Our style is eclectic - we enjoy the tropics and integration of the inside with the outside. Colour makes us happy and flows seamlessly through our space. The foundation however of all design in our home lies in craft from all across the country - rugs made by masterweavers, brass sculptures from Bastar, Pichhwai from Nathdwara, Theyyam head from Kerala along with global influences - sculptures from the archaeological museum in Greece, artworks by famous Sri Lankan artist Ruwan Prasanna and a stunning black and white sketch of a Banyan Tree by a Balinese artist to name a few. Wherever in the world we may be, we always get a little bit of that back into our lives in Mumbai.
Over a decade ago, along with Delhi based Loco Design - we got a gorgeous bar customized in the shape of a suitcase. The leather has weathered over the years which has a subtle beauty of its own. It easily houses our collection of liquor, wine, and glasses and our friends love lingering around the bar whenever they visit. Another favourite is a large blue ceramic urn bought from the souk in Marrakesh with Arabic inscriptions. We hand-carried it all the way back home and it's one of our favourite pieces. Along with it, we carried back a beaten leather, hand-painted pouf which is the star of our living space.
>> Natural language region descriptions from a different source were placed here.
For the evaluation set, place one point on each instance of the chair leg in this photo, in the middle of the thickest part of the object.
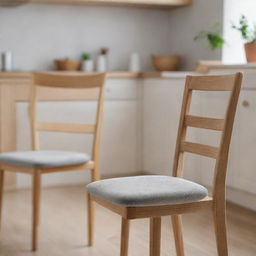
(90, 220)
(219, 214)
(1, 192)
(36, 208)
(155, 236)
(178, 236)
(125, 237)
Before anything else we are travellers and you can see that pan out in the story of the objects and artifacts around our home. A rug woven by nomadic tribes in the high Atlas Mountains is one of our most treasured pieces amongst our vast rug collection. As is a traditional lifesize 3D Tanjore by a highly awarded artist based in Chettinad.
One of our favourite pieces of art has to be a life-size photograph of a native Ethiopian woman, shot by world-famous photographer Phil Borges bought from an antique dealer in Johannesburg. We also have a substantial collection of faces by Indian artists - Anjolie Ela Menon and Vaikuntam to name a few. I have a passion for styling spaces and my own home is an expression of the same. Textiles are very close to my heart and we have bedspreads and cushions from Ranjit Ahuja and Nomad, Suzanis from Istanbul, Batik from Bali, and textiles from remote parts of West Africa. Old jars and urns from Burma are another favourite and so are glass bottles. I have these two stunning gigantic round glass bottles which are absolutely rare and sit on the floor next to a casual sofa in the corridor.
Then there are the lights - so many placed all across the house - table lamps from Paradise Studio to Geoffrey Bawa Lights from The Bentota Workshop. There's a large, part art deco/ part modern light that hangs in our living room which was designed over a decade ago along with a Swiss couple - Soto Decor from Goa. There is a standalone brass pedestal light with a glass globe sourced from Tahir Ali which reminds me of the Corbusier designed lights in my home town of Chandigarh. There are one-offs bought from various trips to Chor Bazaar - sourced from the Palaces of Baroda and Gujarat.
Living in South Bombay is an absolute treat for the eyes and the soul! The juxtaposition of the stately architecture of the Fort area with contemporary influences is fantastic. My all-time favourite thing to do is walk around the leafy lanes near our earlier home in Colaba. Other favourite places to spend my time would be the Kala Ghoda area around the synagogue, grabbing hot cacao from Sequel and endless evenings swimming at Bombay Gym followed by drinks and dinner at Table or Americano! There is a healthy dose of culture - plays and music evenings at NCPA and midnight strolls on the promenade outside the Taj.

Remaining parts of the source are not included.